PARTITION_NAME COMPRESS COMPRESS_FOR
------------------------------ -------- ------------
P_123 ENABLED OLTP
P_DEFAULT ENABLED QUERY HIGH

SQL> alter table t_part add test_col3 varchar2(10) default 'BLA';

Table altered.

SQL> alter table t_part drop unused columns;
alter table t_part drop unused columns
*
ERROR at line 1:
ORA-39726: unsupported add/drop column operation on compressed tables

SQL> alter table t_part drop column username;
alter table t_part drop column username
*
ERROR at line 1:
ORA-00904: "USERNAME": invalid identifier

SQL> alter table t_part move partition p_default compress for all operations;

Table altered.

SQL> select
2 partition_name
3 , compression
4 , compress_for
5 from
6 user_tab_partitions
7 where
8 table_name = 'T_PART';

PARTITION_NAME COMPRESS COMPRESS_FOR
------------------------------ -------- ------------
P_123 ENABLED OLTP
P_DEFAULT ENABLED OLTP

SQL> alter table t_part add test_col4 varchar2(10) default 'BLA';

Table altered.

SQL>


And here is what happens if you're already hitting the 1,000 columns limit and attempt to use DROP [UNUSED] COLUMNS with HCC enabled:


SQL> alter table many_x_cols drop (col256);

Table altered.

SQL> alter table many_x_cols drop unused columns;
alter table many_x_cols drop unused columns
*
ERROR at line 1:
ORA-39726: unsupported add/drop column operation on compressed tables

SQL> alter table many_x_cols add (col256 varchar2(10));
alter table many_x_cols add (col256 varchar2(10))
*
ERROR at line 1:
ORA-01792: maximum number of columns in a table or view is 1000

SQL> alter table many_x_cols move pctfree 0 nocompress;

Table altered.

SQL> alter table many_x_cols drop unused columns;

Table altered.

SQL> alter table many_x_cols add (col256 varchar2(10));

Table altered.

SQL>


As you can see dropping columns is only supported with HCC disabled which allows in this particular case to add another column after dropping the hidden/unused one.

- Index restrictions

* You cannot compress a table or a partition of table (or exchange a compressed partition into it) if there are usable bitmap indexes defined on the table due to the different Hakan factor that is reset when using by the compression - which means that with compressed segments more rows will fit into a single block leading to a different Hakan factor used for the bitmap indexes. The bitmap indexes need to be set unused (all partitions in case of a partitioned table/index) or dropped before enabling the compression and rebuild / recreated after compressing the heap segment. This is also officially documented. It is however interesting to note that this restriction is only enforced when switching from uncompressed to compressed segments / partitions. Changing the compression for example from basic compression to HCC compression is possible without hitting this restriction but due to the different compression levels in my opinion this potentially leads again to significantly different Hakan factors - so actively resetting the Hakan Factor using "ALTER TABLE ... MINIMIZE RECORDS_PER_BLOCK" and rebuilding the bitmap indexes might be in order when moving between different compression levels.
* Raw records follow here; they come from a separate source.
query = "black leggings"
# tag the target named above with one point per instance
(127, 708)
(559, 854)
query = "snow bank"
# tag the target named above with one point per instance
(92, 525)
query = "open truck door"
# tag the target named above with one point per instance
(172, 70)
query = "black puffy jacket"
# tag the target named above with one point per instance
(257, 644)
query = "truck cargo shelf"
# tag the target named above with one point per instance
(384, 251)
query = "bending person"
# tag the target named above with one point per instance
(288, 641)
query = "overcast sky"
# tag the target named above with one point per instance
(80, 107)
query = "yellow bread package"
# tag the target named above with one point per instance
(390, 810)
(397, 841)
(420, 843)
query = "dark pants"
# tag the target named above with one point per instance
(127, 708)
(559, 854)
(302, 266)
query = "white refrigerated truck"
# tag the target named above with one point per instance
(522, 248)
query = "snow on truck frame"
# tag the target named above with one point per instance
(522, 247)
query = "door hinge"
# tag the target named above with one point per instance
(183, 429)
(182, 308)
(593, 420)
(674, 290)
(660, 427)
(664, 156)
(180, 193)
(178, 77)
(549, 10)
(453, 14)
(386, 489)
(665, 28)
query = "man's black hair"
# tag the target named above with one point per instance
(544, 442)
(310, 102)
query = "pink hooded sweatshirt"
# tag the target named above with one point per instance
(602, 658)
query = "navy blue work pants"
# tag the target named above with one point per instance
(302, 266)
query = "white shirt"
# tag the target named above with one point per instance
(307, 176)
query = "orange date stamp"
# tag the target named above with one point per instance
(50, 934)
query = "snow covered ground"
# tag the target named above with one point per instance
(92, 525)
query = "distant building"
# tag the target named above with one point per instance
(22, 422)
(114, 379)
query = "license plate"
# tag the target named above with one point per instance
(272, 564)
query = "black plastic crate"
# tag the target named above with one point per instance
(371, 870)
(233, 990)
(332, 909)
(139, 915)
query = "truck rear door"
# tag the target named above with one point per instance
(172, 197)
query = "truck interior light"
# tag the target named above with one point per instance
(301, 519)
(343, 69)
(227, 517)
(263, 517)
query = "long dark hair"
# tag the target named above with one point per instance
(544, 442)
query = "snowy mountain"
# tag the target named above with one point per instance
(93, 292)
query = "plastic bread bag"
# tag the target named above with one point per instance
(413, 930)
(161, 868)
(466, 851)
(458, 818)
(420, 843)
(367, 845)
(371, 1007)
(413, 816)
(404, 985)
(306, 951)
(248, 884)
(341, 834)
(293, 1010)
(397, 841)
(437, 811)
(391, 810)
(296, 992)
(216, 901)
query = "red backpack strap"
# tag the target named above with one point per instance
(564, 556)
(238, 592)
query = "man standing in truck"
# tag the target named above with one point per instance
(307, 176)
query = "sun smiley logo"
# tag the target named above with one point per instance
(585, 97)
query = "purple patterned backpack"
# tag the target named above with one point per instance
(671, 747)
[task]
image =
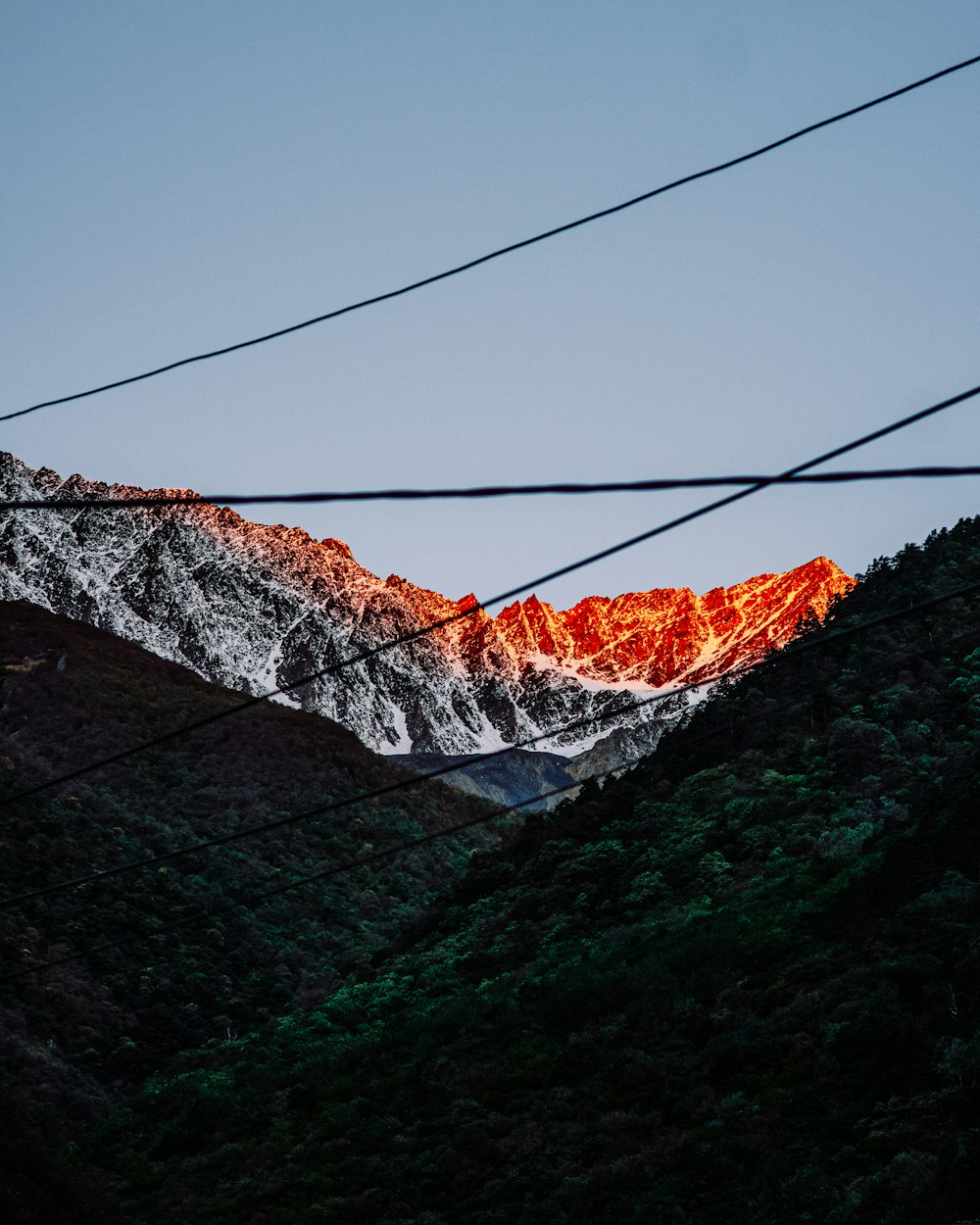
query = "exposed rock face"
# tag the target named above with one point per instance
(255, 607)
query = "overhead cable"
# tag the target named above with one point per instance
(660, 484)
(560, 572)
(377, 857)
(506, 250)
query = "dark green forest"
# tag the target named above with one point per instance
(738, 984)
(76, 1038)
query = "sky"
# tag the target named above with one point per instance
(181, 175)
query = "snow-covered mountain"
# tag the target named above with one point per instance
(255, 607)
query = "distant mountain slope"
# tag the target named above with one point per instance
(739, 985)
(254, 607)
(74, 1037)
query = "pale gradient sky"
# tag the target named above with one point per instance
(180, 175)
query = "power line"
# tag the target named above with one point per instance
(321, 809)
(148, 501)
(560, 572)
(402, 784)
(376, 857)
(506, 250)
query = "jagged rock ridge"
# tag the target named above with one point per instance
(256, 607)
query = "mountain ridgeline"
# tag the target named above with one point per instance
(200, 960)
(254, 608)
(739, 984)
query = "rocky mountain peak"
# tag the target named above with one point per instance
(256, 607)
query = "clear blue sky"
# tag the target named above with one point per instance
(180, 175)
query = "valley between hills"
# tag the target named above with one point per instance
(741, 970)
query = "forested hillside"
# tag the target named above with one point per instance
(739, 984)
(73, 1039)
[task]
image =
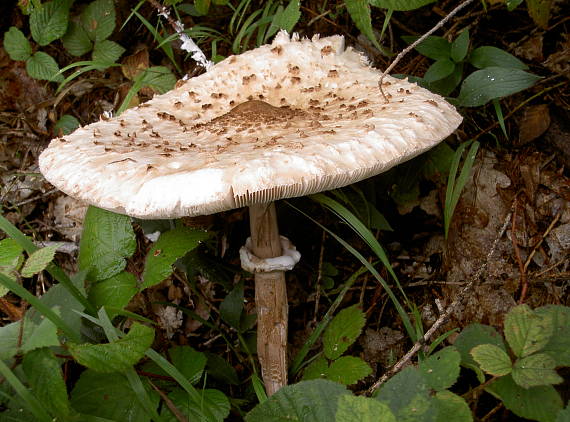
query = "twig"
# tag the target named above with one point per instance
(418, 41)
(443, 317)
(187, 43)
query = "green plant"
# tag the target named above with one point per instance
(71, 322)
(339, 335)
(499, 73)
(522, 374)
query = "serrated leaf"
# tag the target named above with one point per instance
(49, 21)
(400, 5)
(107, 52)
(107, 239)
(38, 260)
(433, 47)
(451, 407)
(314, 400)
(441, 369)
(440, 69)
(359, 11)
(526, 331)
(362, 409)
(408, 396)
(115, 292)
(488, 56)
(159, 78)
(559, 344)
(43, 67)
(171, 245)
(213, 400)
(342, 331)
(98, 19)
(493, 82)
(232, 306)
(76, 40)
(492, 359)
(317, 369)
(286, 19)
(539, 11)
(16, 44)
(108, 396)
(348, 370)
(536, 403)
(535, 370)
(43, 372)
(188, 361)
(118, 355)
(42, 335)
(460, 46)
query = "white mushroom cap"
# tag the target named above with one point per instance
(320, 123)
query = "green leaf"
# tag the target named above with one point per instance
(441, 369)
(493, 82)
(460, 46)
(400, 5)
(286, 19)
(43, 372)
(114, 293)
(38, 261)
(348, 370)
(526, 331)
(359, 11)
(42, 335)
(65, 125)
(440, 69)
(188, 361)
(213, 400)
(107, 239)
(451, 407)
(492, 359)
(536, 403)
(362, 409)
(107, 52)
(342, 331)
(433, 47)
(317, 369)
(76, 40)
(307, 401)
(49, 21)
(118, 355)
(16, 44)
(408, 396)
(535, 370)
(159, 78)
(42, 66)
(559, 344)
(98, 19)
(108, 396)
(488, 56)
(171, 245)
(232, 306)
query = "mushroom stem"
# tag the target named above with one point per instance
(270, 299)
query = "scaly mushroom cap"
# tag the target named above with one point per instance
(288, 119)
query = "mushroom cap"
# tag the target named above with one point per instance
(287, 119)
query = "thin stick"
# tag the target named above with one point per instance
(443, 317)
(418, 41)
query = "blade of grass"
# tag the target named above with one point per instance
(40, 307)
(33, 404)
(56, 272)
(401, 312)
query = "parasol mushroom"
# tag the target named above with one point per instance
(288, 119)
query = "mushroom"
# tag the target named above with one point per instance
(288, 119)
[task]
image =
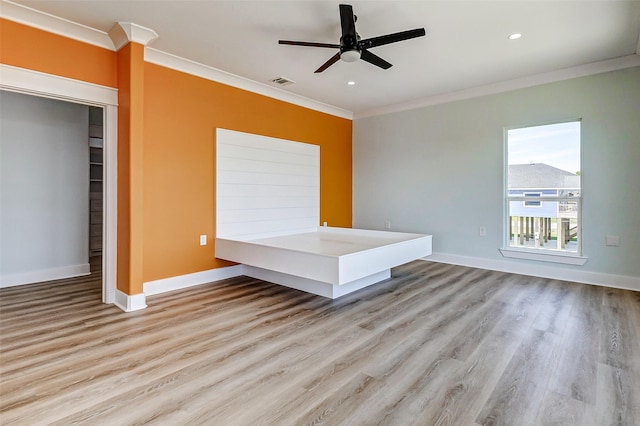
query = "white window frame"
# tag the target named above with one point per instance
(539, 254)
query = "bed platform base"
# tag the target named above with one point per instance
(329, 262)
(319, 288)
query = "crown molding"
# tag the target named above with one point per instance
(509, 85)
(194, 68)
(53, 24)
(124, 32)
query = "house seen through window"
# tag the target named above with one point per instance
(543, 194)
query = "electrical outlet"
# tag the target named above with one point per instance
(612, 240)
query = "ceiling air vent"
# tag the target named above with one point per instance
(282, 81)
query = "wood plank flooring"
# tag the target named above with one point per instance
(436, 344)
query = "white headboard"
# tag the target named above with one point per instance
(265, 186)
Oracle Database 11g Enterprise Edition Release 11.2.0.1.0 - Production
With the Partitioning, OLAP, Data Mining and Real Application Testing options

SQL> alter table t_part move partition p_default nocompress;

Table altered.

SQL> alter table t_part move partition p_123 nocompress;

Table altered.

SQL> alter table t_part modify default attributes nocompress;

Table altered.

SQL> alter table t_part nocompress;

Table altered.

SQL> create bitmap index t_part_idx_bitmap on t_part (test_col) local;

Index created.

SQL> alter table t_part move partition p_default compress basic;
alter table t_part move partition p_default compress basic
*
ERROR at line 1:
ORA-14646: Specified alter table operation involving compression cannot be
performed in the presence of usable bitmap indexes

SQL> alter table t_part minimize records_per_block;
alter table t_part minimize records_per_block
*
ERROR at line 1:
ORA-28602: statement not permitted on tables containing bitmap indexes

SQL> alter index t_part_idx_bitmap modify partition p_default unusable;

Index altered.

SQL> alter table t_part move partition p_default compress basic;
alter table t_part move partition p_default compress basic
*
ERROR at line 1:
ORA-14646: Specified alter table operation involving compression cannot be
performed in the presence of usable bitmap indexes

SQL> alter table t_part minimize records_per_block;
alter table t_part minimize records_per_block
*
ERROR at line 1:
ORA-28602: statement not permitted on tables containing bitmap indexes

SQL> alter index t_part_idx_bitmap unusable;

Index altered.

SQL> alter table t_part move partition p_default compress basic;

Table altered.

SQL> alter table t_part minimize records_per_block;

Table altered.

SQL> alter index t_part_idx_bitmap rebuild partition p_default;

Index altered.

SQL> alter index t_part_idx_bitmap rebuild partition p_123;

Index altered.

SQL> alter table t_part move partition p_default nocompress update indexes;

Table altered.



As you can see switching on the compression is only allowed if all partitions of the bitmap index(es) are unusable - the opposite is not true: You can uncompress afterwards without any restrictions.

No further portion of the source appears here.